Samah is the founding director of Arab Women in the Centre (AWC), an organization that seeks to promote the status of women in Ramla, Lod and Jaffa. Established in 2009, one of the most important parts of AWC’s work is in combating gender-based violence and so-called ‘honour killings.’

Samah also leads the innovative Russian-Palestinian project, Women Build A Shared Future. Based in Lod, this project promotes dialogue between the two minority groups and aims to improve their quality of life. Women Build A Shared Future receives a grant from NIF and is guided by Shatil.

A social worker by training, Samah writes a regular column in the online +972 magazine. She is a 2013 graduate of the Mandel School of Educational Leadership and lives in the shared village of Neve Shalom/ Wahat al-Salam.
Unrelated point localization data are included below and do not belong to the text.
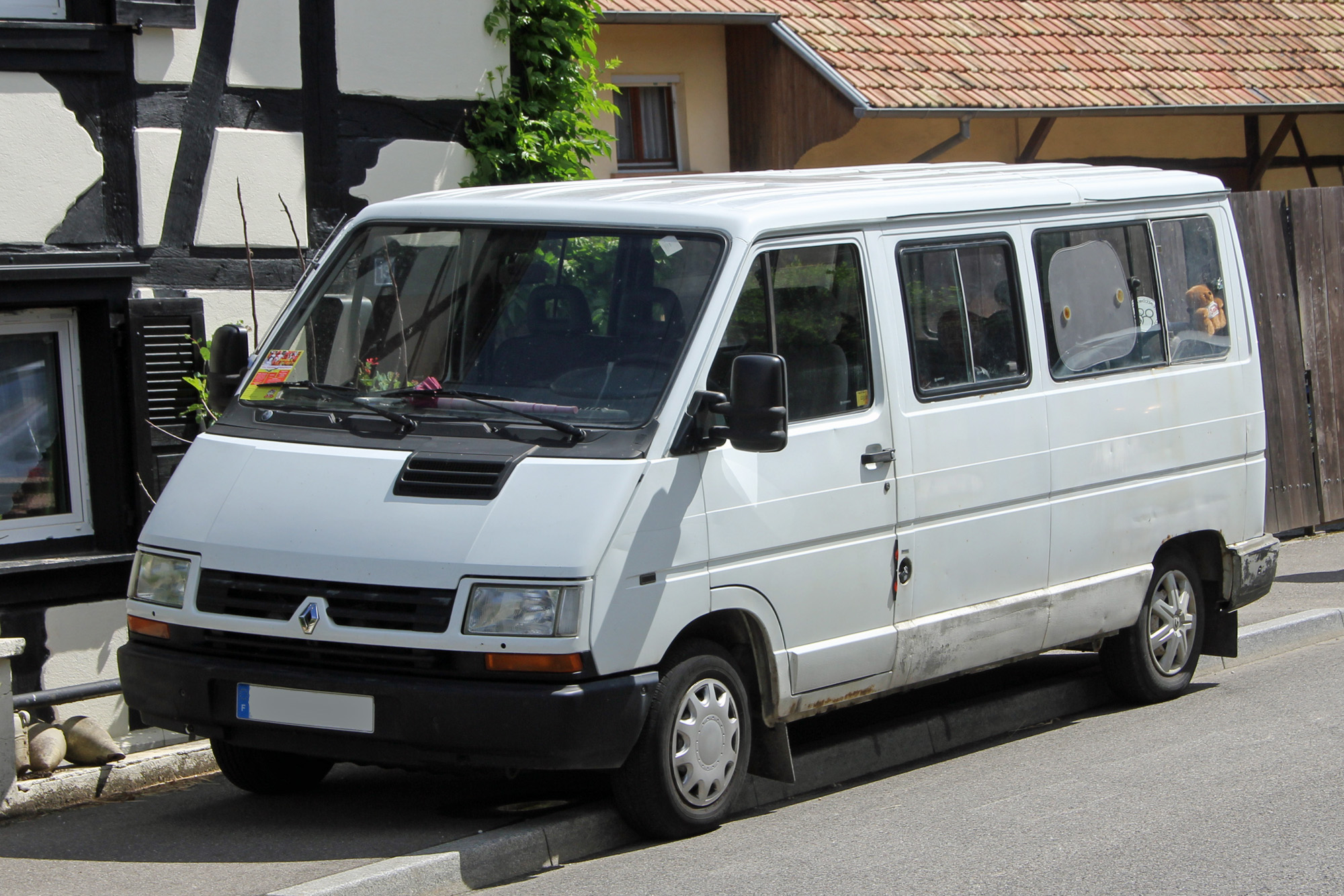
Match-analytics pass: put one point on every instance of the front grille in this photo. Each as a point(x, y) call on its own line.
point(267, 597)
point(319, 655)
point(440, 476)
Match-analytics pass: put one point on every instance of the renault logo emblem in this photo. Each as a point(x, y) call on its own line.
point(310, 617)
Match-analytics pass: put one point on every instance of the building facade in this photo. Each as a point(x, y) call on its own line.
point(1252, 93)
point(135, 139)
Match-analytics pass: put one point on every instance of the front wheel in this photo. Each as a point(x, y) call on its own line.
point(691, 758)
point(1155, 659)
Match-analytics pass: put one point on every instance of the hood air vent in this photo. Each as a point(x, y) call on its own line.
point(452, 476)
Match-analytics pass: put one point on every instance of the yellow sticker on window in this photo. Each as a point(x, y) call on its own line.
point(274, 371)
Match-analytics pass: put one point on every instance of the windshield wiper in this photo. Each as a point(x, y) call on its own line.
point(489, 401)
point(346, 394)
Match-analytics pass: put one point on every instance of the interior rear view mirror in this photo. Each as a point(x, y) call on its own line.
point(228, 365)
point(756, 413)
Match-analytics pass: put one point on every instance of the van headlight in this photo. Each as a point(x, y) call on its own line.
point(525, 611)
point(159, 578)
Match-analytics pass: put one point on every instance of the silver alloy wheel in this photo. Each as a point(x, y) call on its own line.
point(706, 740)
point(1171, 623)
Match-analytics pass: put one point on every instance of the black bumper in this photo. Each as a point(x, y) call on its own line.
point(1249, 570)
point(417, 722)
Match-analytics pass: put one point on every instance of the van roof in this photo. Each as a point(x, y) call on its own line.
point(749, 204)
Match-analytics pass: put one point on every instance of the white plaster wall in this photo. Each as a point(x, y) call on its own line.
point(157, 154)
point(265, 52)
point(269, 165)
point(84, 641)
point(408, 167)
point(235, 307)
point(169, 56)
point(46, 159)
point(416, 49)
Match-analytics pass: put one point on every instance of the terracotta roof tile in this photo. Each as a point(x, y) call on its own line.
point(1064, 53)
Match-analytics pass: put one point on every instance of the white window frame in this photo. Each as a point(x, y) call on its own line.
point(79, 522)
point(674, 84)
point(33, 10)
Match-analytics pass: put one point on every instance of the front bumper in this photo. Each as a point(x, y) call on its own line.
point(1249, 569)
point(417, 722)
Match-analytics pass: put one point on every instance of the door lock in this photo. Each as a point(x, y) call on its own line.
point(904, 570)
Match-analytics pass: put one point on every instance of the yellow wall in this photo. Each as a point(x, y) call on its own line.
point(897, 140)
point(696, 53)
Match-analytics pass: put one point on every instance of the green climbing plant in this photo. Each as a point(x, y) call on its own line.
point(540, 122)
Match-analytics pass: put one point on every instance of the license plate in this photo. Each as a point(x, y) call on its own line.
point(307, 709)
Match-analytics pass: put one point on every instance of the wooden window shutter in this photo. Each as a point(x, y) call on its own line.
point(162, 354)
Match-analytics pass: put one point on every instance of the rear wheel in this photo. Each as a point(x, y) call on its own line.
point(1155, 659)
point(268, 772)
point(691, 758)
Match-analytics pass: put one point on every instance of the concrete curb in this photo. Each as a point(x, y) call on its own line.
point(517, 851)
point(1287, 633)
point(76, 785)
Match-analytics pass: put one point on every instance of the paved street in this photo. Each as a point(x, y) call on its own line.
point(1234, 788)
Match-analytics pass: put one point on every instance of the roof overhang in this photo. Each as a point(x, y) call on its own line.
point(1096, 112)
point(687, 18)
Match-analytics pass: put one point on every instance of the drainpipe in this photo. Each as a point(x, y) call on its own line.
point(10, 648)
point(960, 138)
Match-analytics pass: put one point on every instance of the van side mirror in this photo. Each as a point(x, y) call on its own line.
point(756, 413)
point(228, 365)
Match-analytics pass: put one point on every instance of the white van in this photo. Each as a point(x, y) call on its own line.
point(628, 475)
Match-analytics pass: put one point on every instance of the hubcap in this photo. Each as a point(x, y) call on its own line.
point(705, 742)
point(1171, 624)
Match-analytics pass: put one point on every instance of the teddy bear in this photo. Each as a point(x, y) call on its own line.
point(1206, 310)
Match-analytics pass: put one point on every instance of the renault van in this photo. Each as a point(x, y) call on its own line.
point(630, 475)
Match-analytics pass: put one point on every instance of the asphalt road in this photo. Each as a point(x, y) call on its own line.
point(1237, 788)
point(1138, 797)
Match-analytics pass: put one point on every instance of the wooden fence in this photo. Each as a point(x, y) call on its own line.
point(1294, 244)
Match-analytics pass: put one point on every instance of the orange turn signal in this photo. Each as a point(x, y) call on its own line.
point(151, 628)
point(534, 663)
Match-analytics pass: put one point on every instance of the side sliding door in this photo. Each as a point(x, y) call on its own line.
point(812, 527)
point(975, 522)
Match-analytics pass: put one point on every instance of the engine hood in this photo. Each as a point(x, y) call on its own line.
point(325, 512)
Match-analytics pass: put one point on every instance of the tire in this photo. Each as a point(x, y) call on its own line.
point(691, 758)
point(267, 772)
point(1155, 659)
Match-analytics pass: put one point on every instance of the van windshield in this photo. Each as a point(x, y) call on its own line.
point(581, 327)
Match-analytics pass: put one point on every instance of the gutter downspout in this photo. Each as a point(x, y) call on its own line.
point(794, 42)
point(960, 138)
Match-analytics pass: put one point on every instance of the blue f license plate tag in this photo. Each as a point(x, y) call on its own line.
point(307, 709)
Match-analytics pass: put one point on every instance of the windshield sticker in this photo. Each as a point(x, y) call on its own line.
point(274, 371)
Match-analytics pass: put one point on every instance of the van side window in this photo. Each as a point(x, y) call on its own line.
point(1193, 288)
point(964, 316)
point(806, 304)
point(1097, 291)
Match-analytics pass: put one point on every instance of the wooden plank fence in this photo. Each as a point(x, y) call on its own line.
point(1294, 245)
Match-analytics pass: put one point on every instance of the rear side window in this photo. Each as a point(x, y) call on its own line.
point(807, 306)
point(1193, 288)
point(964, 318)
point(1099, 295)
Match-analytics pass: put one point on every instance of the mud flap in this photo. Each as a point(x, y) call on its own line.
point(1221, 635)
point(771, 753)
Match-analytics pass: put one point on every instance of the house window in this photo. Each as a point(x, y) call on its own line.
point(33, 9)
point(44, 480)
point(646, 128)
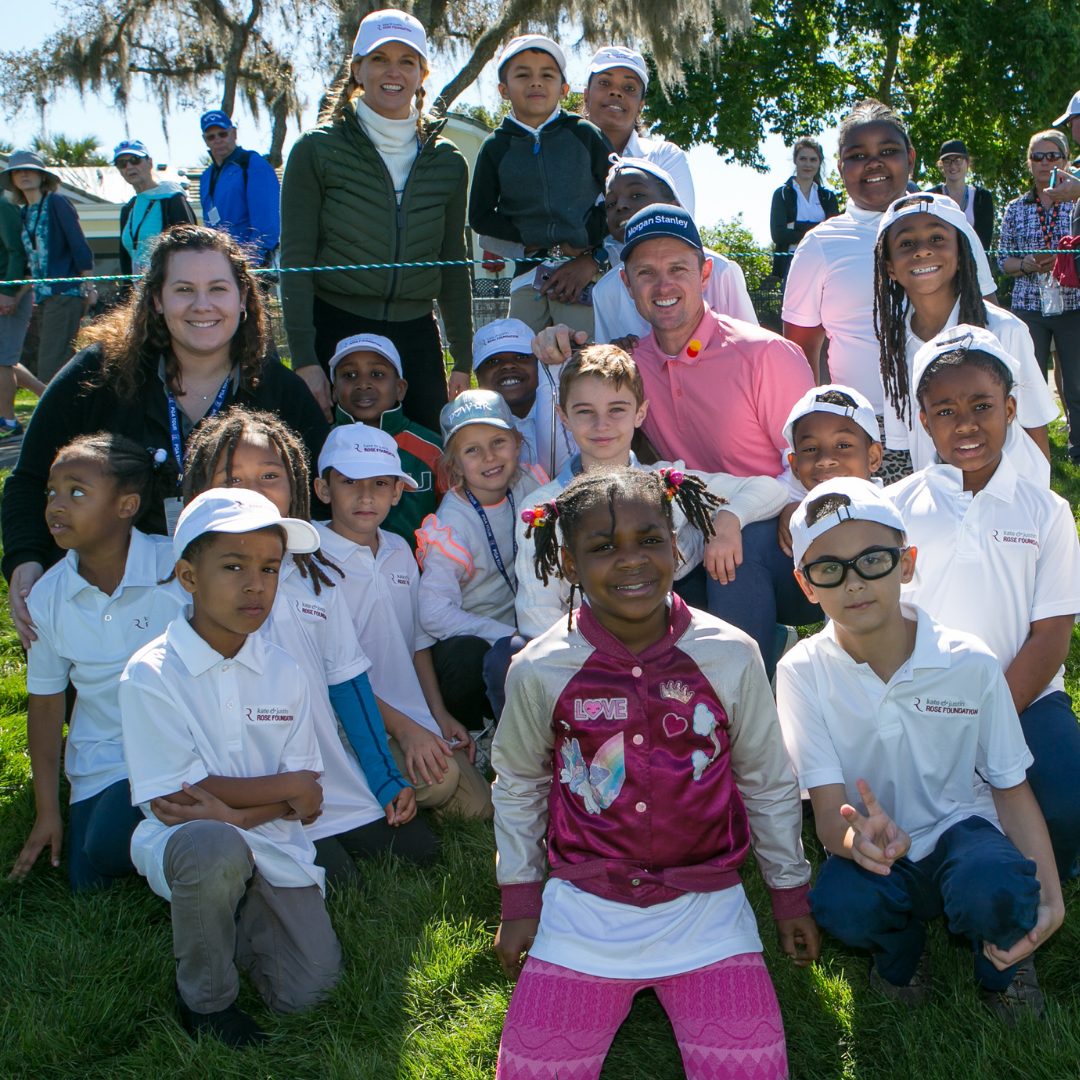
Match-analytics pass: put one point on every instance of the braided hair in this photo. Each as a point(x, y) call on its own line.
point(611, 486)
point(890, 309)
point(214, 443)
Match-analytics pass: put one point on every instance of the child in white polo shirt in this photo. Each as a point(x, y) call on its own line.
point(223, 758)
point(361, 477)
point(905, 734)
point(503, 362)
point(91, 611)
point(998, 556)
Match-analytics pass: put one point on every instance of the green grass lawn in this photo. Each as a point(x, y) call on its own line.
point(86, 987)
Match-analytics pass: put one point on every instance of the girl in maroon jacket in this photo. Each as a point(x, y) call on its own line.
point(637, 755)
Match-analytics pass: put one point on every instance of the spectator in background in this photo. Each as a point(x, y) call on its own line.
point(799, 203)
point(377, 180)
point(240, 192)
point(157, 205)
point(15, 306)
point(976, 203)
point(615, 95)
point(55, 247)
point(1037, 221)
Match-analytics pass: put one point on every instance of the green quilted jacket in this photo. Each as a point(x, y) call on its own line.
point(338, 206)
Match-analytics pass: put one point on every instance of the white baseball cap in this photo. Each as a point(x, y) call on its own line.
point(1071, 111)
point(503, 335)
point(474, 406)
point(360, 451)
point(239, 510)
point(942, 206)
point(527, 41)
point(967, 337)
point(389, 25)
point(810, 402)
point(611, 56)
point(367, 342)
point(863, 502)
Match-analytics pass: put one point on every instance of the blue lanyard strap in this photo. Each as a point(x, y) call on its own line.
point(174, 420)
point(496, 554)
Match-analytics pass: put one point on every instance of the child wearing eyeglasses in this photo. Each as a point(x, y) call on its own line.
point(905, 734)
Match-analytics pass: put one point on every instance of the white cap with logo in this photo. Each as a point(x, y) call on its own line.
point(388, 25)
point(239, 510)
point(811, 402)
point(367, 342)
point(503, 335)
point(858, 500)
point(360, 451)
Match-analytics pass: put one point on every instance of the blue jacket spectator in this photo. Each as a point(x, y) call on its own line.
point(240, 192)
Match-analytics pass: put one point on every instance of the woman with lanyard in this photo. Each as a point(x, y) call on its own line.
point(191, 340)
point(377, 183)
point(157, 205)
point(799, 203)
point(55, 247)
point(613, 99)
point(1031, 229)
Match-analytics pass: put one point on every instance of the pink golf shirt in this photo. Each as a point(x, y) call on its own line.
point(721, 403)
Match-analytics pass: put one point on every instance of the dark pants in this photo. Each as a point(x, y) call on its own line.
point(1064, 332)
point(417, 340)
point(415, 842)
point(99, 836)
point(1053, 738)
point(472, 675)
point(975, 877)
point(764, 593)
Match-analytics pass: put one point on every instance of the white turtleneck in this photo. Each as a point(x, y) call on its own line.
point(395, 140)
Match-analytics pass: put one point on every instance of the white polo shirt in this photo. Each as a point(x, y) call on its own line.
point(88, 637)
point(994, 563)
point(616, 315)
point(1035, 404)
point(189, 713)
point(382, 592)
point(930, 742)
point(318, 633)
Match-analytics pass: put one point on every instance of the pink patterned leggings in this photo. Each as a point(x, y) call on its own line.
point(727, 1022)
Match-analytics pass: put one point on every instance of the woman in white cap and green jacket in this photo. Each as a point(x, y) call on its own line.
point(615, 95)
point(377, 183)
point(55, 247)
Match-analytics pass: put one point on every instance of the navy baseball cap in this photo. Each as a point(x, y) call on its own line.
point(216, 118)
point(660, 219)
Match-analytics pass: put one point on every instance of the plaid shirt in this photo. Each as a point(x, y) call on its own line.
point(1022, 230)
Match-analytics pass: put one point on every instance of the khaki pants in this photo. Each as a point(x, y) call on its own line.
point(227, 915)
point(462, 791)
point(538, 311)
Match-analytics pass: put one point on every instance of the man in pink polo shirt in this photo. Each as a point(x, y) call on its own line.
point(719, 391)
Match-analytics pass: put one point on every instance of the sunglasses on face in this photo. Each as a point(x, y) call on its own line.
point(869, 565)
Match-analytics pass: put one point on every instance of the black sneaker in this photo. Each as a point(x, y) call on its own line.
point(232, 1026)
point(910, 995)
point(1020, 999)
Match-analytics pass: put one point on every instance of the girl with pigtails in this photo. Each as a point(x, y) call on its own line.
point(377, 183)
point(637, 756)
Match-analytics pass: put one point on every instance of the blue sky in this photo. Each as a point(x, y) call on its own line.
point(721, 190)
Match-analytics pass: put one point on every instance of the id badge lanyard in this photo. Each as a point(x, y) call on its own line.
point(496, 554)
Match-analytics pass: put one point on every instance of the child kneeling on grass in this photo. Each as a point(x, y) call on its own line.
point(642, 743)
point(905, 734)
point(223, 758)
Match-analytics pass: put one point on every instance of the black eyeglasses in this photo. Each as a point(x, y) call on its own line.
point(869, 565)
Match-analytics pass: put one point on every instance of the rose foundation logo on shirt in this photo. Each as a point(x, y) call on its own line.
point(269, 714)
point(594, 709)
point(946, 706)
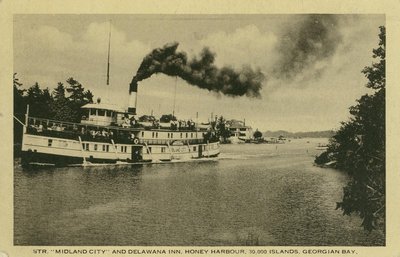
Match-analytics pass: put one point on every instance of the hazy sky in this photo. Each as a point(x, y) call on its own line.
point(312, 64)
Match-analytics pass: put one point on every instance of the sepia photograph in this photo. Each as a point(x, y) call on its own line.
point(199, 130)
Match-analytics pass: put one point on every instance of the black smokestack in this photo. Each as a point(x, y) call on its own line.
point(313, 39)
point(200, 72)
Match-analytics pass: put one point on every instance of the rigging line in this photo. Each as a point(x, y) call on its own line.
point(176, 81)
point(108, 56)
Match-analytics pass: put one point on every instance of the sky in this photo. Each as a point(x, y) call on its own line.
point(311, 64)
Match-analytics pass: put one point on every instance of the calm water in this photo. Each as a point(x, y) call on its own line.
point(266, 193)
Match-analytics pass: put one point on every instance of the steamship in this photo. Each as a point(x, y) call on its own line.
point(108, 134)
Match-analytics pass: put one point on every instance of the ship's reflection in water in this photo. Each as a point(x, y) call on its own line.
point(253, 195)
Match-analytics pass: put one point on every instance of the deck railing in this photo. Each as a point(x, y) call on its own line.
point(97, 133)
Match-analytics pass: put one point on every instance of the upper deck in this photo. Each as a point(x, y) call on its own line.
point(138, 133)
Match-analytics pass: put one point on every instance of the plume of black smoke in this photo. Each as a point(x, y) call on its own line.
point(200, 72)
point(314, 39)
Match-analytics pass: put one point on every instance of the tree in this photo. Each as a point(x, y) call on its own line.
point(62, 108)
point(77, 98)
point(358, 147)
point(19, 111)
point(39, 101)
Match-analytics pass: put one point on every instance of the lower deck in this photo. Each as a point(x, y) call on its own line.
point(61, 151)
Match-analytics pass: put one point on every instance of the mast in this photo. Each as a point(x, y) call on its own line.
point(108, 56)
point(173, 110)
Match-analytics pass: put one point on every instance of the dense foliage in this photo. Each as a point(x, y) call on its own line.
point(358, 147)
point(63, 103)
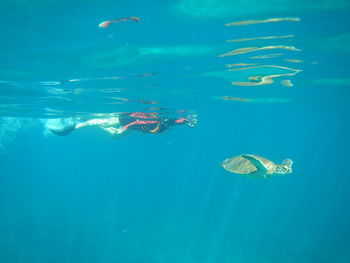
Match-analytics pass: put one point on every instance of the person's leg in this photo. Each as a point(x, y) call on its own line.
point(116, 133)
point(99, 122)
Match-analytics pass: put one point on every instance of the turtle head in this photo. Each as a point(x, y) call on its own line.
point(285, 167)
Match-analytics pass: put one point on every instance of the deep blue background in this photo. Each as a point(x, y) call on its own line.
point(165, 198)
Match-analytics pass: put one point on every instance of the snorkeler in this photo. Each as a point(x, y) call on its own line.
point(122, 125)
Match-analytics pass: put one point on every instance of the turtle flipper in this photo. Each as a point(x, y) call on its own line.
point(257, 163)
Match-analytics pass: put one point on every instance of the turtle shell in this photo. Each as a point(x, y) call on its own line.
point(241, 165)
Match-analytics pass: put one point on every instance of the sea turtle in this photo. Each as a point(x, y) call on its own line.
point(254, 166)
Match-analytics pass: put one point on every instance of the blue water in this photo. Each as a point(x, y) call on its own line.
point(164, 198)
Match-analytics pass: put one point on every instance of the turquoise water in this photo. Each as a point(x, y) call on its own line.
point(164, 198)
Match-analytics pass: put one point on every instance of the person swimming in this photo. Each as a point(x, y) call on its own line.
point(122, 125)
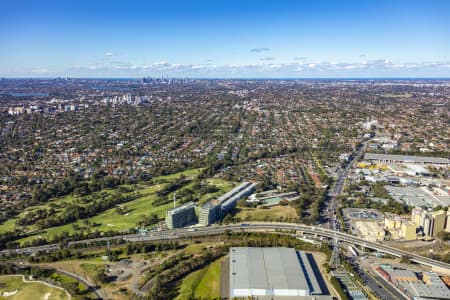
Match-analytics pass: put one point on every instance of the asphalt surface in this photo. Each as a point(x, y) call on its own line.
point(254, 226)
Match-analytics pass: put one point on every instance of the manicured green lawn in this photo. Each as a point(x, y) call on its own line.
point(202, 284)
point(27, 291)
point(111, 220)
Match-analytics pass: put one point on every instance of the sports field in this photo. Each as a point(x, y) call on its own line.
point(19, 290)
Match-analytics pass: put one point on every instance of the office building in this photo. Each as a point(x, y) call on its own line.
point(181, 216)
point(408, 231)
point(209, 213)
point(213, 211)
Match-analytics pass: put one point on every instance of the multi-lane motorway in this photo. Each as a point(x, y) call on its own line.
point(250, 227)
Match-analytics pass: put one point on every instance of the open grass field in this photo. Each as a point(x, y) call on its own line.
point(202, 284)
point(271, 214)
point(28, 291)
point(110, 220)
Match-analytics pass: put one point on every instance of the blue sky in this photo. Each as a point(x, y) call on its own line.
point(298, 38)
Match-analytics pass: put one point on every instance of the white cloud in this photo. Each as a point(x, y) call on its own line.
point(266, 67)
point(40, 71)
point(259, 50)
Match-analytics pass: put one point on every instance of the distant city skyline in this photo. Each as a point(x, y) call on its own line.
point(225, 39)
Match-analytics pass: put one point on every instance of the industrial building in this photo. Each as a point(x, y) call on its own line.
point(370, 230)
point(214, 210)
point(181, 216)
point(400, 228)
point(414, 196)
point(430, 287)
point(431, 222)
point(273, 272)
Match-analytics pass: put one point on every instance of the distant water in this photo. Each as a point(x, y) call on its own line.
point(29, 94)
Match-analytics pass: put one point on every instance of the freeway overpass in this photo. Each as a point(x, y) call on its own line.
point(250, 227)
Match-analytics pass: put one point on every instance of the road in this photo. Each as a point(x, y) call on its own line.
point(92, 287)
point(331, 206)
point(251, 227)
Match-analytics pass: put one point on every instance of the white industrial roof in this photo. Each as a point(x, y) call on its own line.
point(271, 268)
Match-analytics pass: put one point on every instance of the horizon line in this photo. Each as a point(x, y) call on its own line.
point(234, 78)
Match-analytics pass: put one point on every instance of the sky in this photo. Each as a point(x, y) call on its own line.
point(225, 39)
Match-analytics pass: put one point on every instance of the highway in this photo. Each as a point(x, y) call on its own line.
point(250, 227)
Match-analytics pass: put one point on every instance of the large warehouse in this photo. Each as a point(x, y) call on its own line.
point(271, 272)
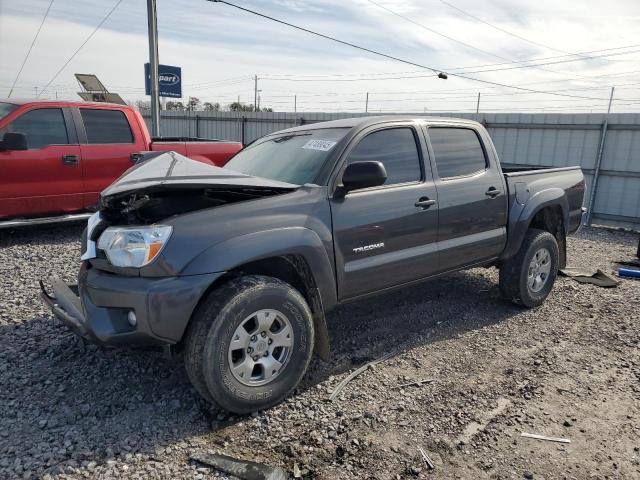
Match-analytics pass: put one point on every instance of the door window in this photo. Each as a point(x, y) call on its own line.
point(397, 150)
point(106, 126)
point(457, 151)
point(42, 127)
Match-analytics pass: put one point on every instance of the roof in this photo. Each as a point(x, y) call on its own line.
point(362, 122)
point(24, 101)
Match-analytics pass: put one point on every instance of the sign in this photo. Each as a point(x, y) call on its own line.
point(169, 80)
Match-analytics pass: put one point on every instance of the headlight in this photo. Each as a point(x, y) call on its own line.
point(133, 246)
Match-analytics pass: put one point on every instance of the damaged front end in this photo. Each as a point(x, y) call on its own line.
point(171, 184)
point(118, 300)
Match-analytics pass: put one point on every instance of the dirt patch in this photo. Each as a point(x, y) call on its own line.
point(570, 369)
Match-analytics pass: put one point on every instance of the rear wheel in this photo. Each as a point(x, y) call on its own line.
point(528, 277)
point(249, 343)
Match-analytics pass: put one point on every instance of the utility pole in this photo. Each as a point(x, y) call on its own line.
point(152, 22)
point(255, 92)
point(596, 171)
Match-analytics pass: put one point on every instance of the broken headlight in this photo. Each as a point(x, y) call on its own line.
point(133, 246)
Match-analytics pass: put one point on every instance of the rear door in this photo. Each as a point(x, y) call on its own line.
point(382, 236)
point(471, 197)
point(107, 145)
point(46, 178)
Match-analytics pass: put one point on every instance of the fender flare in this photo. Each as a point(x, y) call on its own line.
point(238, 251)
point(521, 216)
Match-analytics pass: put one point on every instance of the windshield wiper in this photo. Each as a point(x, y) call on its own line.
point(289, 137)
Eli Bareket – Memizrach Shemesh

Eli has been the director of Memizrach Shemesh, (the name means ‘the sun rises in the East’) since 2005. His achievements in this organization have been considerable: teaching and celebrating Mizrahi culture and heritage in the social and geographic periphery; encouraging leadership and social activism; and reclaiming Jewish learning and values-based education for the Mizrahi population.

Prior to this, Eli established the Ma’ayan Hahinuch Hademokrati, an organization which brings a moderate Mizrahi religious education to weaker neighbourhoods.

Although most of his work has focused on reclaiming the Mizrahi voice, Eli also effected huge change and growth in Israel’s Beit Hillel (Hillel House). In his ten year tenure as director he shifted its focus away from foreign students and strategically towards Israeli students.

Eli was born and raised in Bat Yam, attended school at Boyer in Jerusalem, and served as an officer in the IDF’s Golani troops. He lives in Jerusalem and is a father of three.


Gadi Gvaryahu – Tag Meir

Gadi is the chairperson of Tag Meir, an organization that aims to combat racism and race-related crime in Israeli society. Wherever there is racism, and in particular religiously motivated racism, Tag Meir meets with those affected, building bridges between community leaders and increasing tolerance.

Tag Meir enlists support from across the Israeli spectrum, from secular through Reform and Conservative to Orthodox and Ultra-Orthodox.

Gadi is also the founder of Yud Bet B’heshvan, (the name commemorates the Hebrew date of Rabin’s assassination) a religious Zionist foundation that has established schools teaching the values of tolerance and pluralism. He holds a doctorate in animal behaviour.

Remembering Rabin’s Legacy

This year’s Human Rights Awards Dinner coincides with the 20th anniversary of Yitzhak Rabin’s assassination. To commemorate his life’s work we are delighted to be welcoming his son, Yuval Rabin, who will be speaking about his father’s legacy during the course of the evening.

Rabin’s dream was for an Israel where all citizens live side-by-side, in peace, and with dignity. Our winners this year champion this vision of a harmonious and diverse shared society and embody what has been the working mission of the New Israel Fund since its inception.

In the wake of recent events and in light of what President Rivlin referred to as the ‘epidemic’ of racism in Israel, this work could not be more crucial.